ROZDZIAŁ 6
- Nie chciałam cię chyba skrzywdzić...- powiedziała podnosząc głowę, tym samym napotykając wzrok Reijiego, który teraz wydawał jej się zaskoczony.
- Wypij ten sok.- odpowiedział chłopak, przerywając ciężką ciszę, która zapanowała po jej słowach, wstając i podchodząc do swojego biurka.
- Ja muszę już iść.- burknęła Nanako, biorąc szklankę i kierując się w stronę drzwi.
- Idziemy do szkoły, przygotuj się.- usłyszała jeszcze głos okularnika, zanim je zamknęła.
Chwilę stała przed pokojem, nie wiedząc co ze sobą zrobić, gdy wpadła na pomysł, by poszukać pokoju muzycznego. Muszą go tutaj mieć.

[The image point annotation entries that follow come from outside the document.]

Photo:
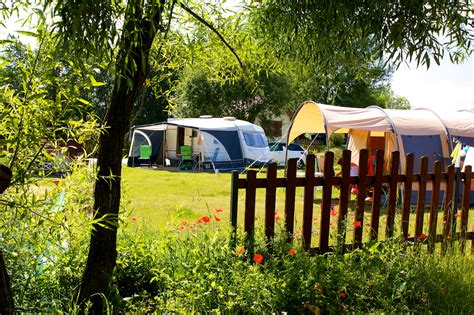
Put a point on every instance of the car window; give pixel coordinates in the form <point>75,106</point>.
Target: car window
<point>255,140</point>
<point>295,147</point>
<point>275,146</point>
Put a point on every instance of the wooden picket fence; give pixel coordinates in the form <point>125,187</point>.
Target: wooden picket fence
<point>388,184</point>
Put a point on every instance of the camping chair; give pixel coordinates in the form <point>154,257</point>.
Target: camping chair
<point>186,159</point>
<point>145,153</point>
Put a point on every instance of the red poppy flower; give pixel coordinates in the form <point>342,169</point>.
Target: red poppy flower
<point>422,236</point>
<point>258,258</point>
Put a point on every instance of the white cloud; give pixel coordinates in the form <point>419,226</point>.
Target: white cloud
<point>445,86</point>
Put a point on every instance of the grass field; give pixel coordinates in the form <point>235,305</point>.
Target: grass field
<point>159,199</point>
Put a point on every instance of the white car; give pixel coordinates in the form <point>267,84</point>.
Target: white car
<point>278,151</point>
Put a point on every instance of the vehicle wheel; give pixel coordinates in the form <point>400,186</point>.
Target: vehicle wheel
<point>300,164</point>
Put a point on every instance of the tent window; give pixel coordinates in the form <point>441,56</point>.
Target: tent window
<point>255,140</point>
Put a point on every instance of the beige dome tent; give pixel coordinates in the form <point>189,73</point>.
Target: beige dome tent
<point>420,132</point>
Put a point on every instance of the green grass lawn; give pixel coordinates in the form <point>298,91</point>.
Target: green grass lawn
<point>159,199</point>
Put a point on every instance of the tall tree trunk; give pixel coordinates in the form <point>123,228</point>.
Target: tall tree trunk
<point>132,66</point>
<point>6,298</point>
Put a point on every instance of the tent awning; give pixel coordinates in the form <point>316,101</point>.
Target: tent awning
<point>311,117</point>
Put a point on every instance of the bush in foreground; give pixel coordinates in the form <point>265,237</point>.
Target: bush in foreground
<point>198,271</point>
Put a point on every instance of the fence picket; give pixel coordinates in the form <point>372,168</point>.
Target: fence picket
<point>360,207</point>
<point>249,220</point>
<point>448,208</point>
<point>435,192</point>
<point>377,196</point>
<point>407,190</point>
<point>290,197</point>
<point>420,206</point>
<point>270,201</point>
<point>392,194</point>
<point>344,196</point>
<point>308,201</point>
<point>465,206</point>
<point>326,202</point>
<point>309,182</point>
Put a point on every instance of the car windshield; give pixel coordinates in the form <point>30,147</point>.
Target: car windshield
<point>255,140</point>
<point>295,147</point>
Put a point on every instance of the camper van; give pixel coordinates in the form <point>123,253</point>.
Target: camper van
<point>204,143</point>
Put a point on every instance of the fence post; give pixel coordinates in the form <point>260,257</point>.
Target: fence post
<point>344,198</point>
<point>448,206</point>
<point>326,202</point>
<point>249,221</point>
<point>270,200</point>
<point>290,198</point>
<point>377,196</point>
<point>362,182</point>
<point>308,201</point>
<point>434,206</point>
<point>407,189</point>
<point>465,206</point>
<point>234,205</point>
<point>420,207</point>
<point>6,298</point>
<point>392,194</point>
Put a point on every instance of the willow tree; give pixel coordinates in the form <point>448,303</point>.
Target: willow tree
<point>122,32</point>
<point>335,32</point>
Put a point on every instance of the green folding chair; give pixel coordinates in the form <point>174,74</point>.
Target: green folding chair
<point>186,158</point>
<point>145,153</point>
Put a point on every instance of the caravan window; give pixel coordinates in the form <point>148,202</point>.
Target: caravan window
<point>256,140</point>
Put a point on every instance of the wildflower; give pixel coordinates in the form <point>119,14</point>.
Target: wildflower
<point>318,288</point>
<point>258,258</point>
<point>422,236</point>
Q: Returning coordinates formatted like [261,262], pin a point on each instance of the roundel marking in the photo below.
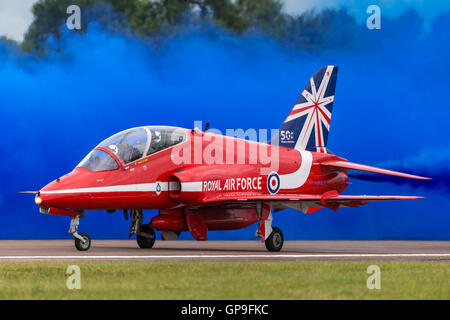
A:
[273,182]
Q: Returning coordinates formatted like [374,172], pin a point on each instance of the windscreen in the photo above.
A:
[99,160]
[128,145]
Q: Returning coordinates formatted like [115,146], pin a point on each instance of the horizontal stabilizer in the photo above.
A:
[362,167]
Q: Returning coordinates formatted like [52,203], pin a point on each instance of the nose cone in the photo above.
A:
[57,194]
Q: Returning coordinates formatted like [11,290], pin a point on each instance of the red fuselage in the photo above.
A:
[162,181]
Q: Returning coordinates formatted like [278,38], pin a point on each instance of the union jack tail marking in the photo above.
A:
[307,125]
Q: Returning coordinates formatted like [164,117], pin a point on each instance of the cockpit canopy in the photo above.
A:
[131,145]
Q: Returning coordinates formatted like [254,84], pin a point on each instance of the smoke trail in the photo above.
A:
[431,163]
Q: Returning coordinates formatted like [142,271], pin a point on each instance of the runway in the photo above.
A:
[127,250]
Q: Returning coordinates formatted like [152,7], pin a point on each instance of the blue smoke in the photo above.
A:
[391,101]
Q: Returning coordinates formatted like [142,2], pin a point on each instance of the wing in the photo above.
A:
[362,167]
[305,203]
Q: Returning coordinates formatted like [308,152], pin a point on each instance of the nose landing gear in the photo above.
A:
[82,241]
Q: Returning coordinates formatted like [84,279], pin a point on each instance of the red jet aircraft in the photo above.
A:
[201,181]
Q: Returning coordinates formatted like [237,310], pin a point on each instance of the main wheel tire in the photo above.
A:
[145,242]
[83,246]
[275,241]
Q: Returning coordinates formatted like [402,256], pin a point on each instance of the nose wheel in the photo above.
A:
[145,237]
[82,240]
[83,245]
[275,241]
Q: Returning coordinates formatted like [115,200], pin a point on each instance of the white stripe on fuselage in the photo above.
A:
[142,187]
[297,178]
[292,180]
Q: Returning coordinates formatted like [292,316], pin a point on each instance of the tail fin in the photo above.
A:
[308,123]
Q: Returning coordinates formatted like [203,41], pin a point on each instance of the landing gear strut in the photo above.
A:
[82,241]
[145,235]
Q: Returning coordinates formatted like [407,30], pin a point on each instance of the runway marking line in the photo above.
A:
[363,255]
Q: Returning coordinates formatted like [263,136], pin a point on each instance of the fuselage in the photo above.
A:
[202,166]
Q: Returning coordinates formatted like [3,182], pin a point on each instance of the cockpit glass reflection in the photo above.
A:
[99,160]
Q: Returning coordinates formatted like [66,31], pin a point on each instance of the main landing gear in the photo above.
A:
[145,235]
[82,240]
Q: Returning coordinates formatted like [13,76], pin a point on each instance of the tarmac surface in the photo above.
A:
[127,250]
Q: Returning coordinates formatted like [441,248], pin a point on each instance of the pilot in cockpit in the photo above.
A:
[156,142]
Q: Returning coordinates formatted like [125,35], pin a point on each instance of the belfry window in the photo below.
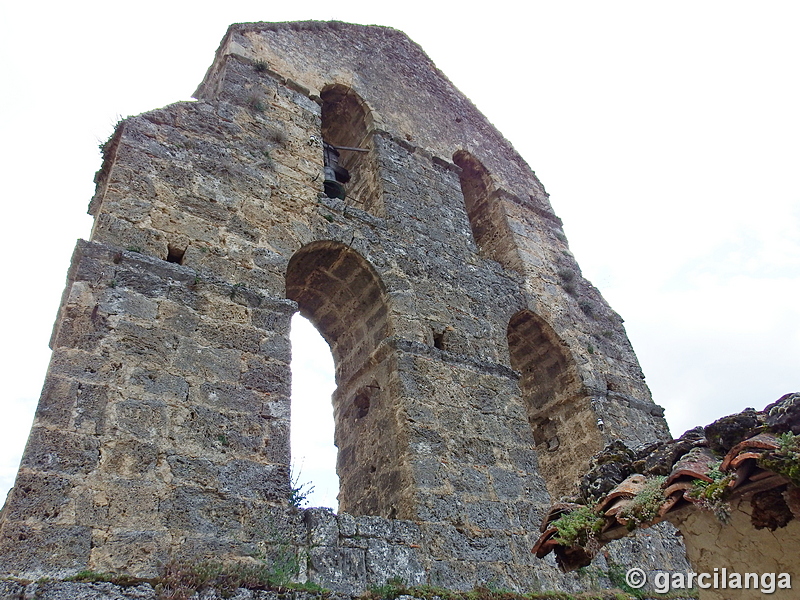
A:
[350,160]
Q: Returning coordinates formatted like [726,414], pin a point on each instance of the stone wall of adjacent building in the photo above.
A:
[477,370]
[736,543]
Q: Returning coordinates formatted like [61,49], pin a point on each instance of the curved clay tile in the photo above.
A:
[558,510]
[695,464]
[628,488]
[762,441]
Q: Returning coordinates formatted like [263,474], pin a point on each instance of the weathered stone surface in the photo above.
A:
[477,370]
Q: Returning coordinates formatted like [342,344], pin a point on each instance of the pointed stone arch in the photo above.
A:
[345,299]
[564,424]
[485,211]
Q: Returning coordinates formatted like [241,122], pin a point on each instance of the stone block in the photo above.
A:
[385,561]
[60,452]
[141,552]
[215,364]
[130,457]
[373,527]
[145,419]
[267,376]
[38,497]
[322,526]
[32,552]
[338,569]
[248,479]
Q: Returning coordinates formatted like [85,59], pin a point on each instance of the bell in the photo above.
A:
[335,175]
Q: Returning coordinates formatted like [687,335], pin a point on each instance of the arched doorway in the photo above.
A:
[342,295]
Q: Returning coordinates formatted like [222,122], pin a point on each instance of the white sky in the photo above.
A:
[668,135]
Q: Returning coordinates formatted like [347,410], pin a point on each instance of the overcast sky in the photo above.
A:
[667,134]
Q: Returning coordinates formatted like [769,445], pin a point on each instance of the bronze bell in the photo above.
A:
[335,175]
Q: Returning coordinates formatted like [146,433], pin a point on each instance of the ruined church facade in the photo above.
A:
[329,169]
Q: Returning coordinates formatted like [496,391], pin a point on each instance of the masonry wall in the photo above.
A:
[477,370]
[738,547]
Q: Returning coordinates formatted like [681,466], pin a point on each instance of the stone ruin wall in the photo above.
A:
[474,364]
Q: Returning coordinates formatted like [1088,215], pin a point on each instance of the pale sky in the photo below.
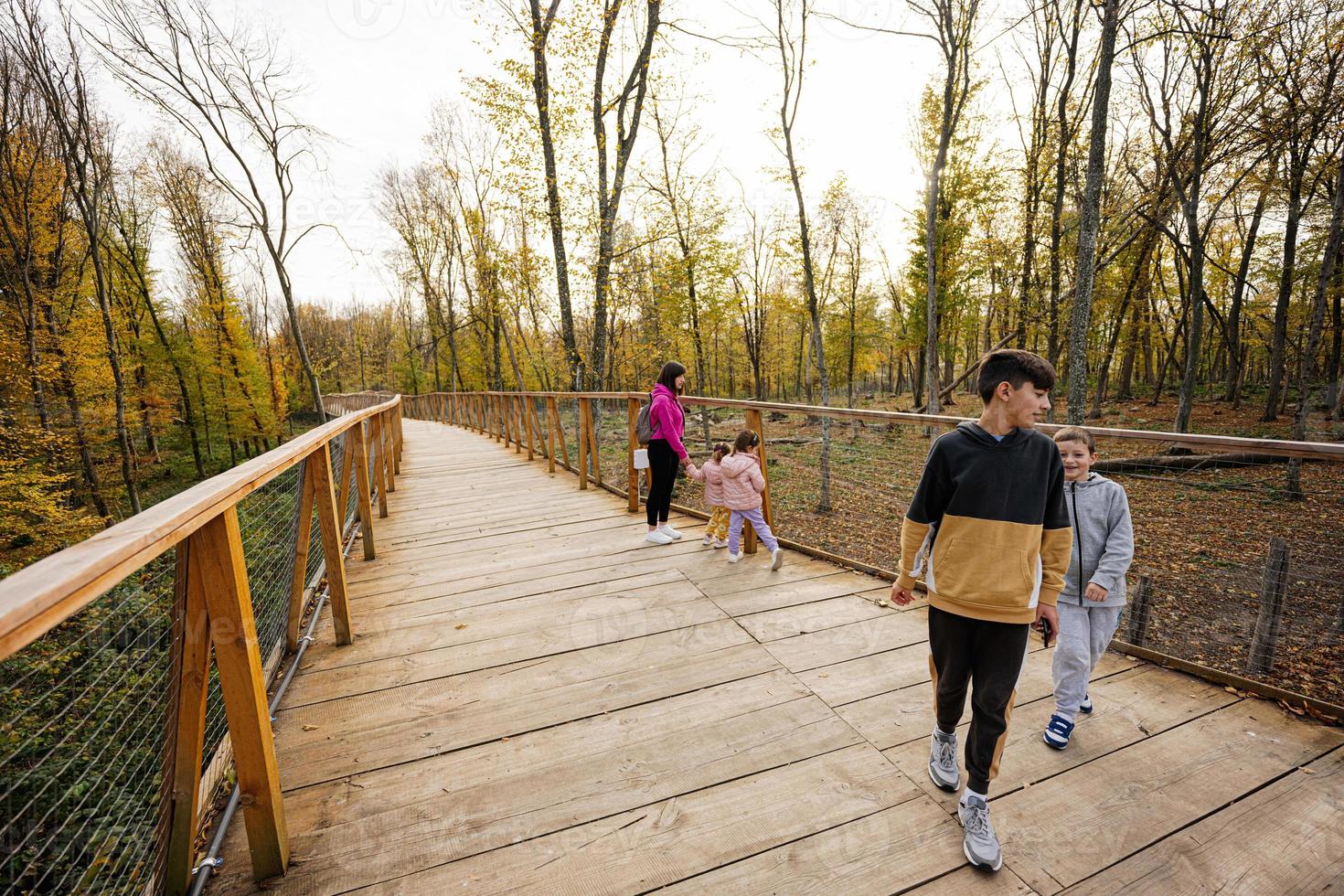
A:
[375,68]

Z lekkim uśmiechem ruszyła przez korytarze, zastanawiając się czy Reiji powie jej mały sekret. Ma nadzieję, że nie. Po długich poszukiwaniach weszła w końcu do pokoju, w którym dało się zauważyć fortepian i skrzypce.
Nanako w niebo wzięta podeszła szybko do fortepianu, odkrywając pokrywę i siadając na krześle.
Jej drobne palce dotknęły klawiatury delikatnie, jakby bojąc się reakcji instrumentu, a gdy zobaczyła, że nic się nie stało zanurzyła się w piosence.
- Pięknie grasz.- usłyszała, zaraz po skończonym utworze, więc odwróciła się w stronę głosu.
- Dziękuję...- odpowiedziała, przyglądając się blondynowi, który patrzył na Nanako- Jak długo tu jesteś?
- Prawie od początku.- odpowiedział, po czym położył się na najbliższej kanapie- Zagraj coś jeszcze.
Kiwnęła głową, zanurzając się w kolejnym wykonaniu.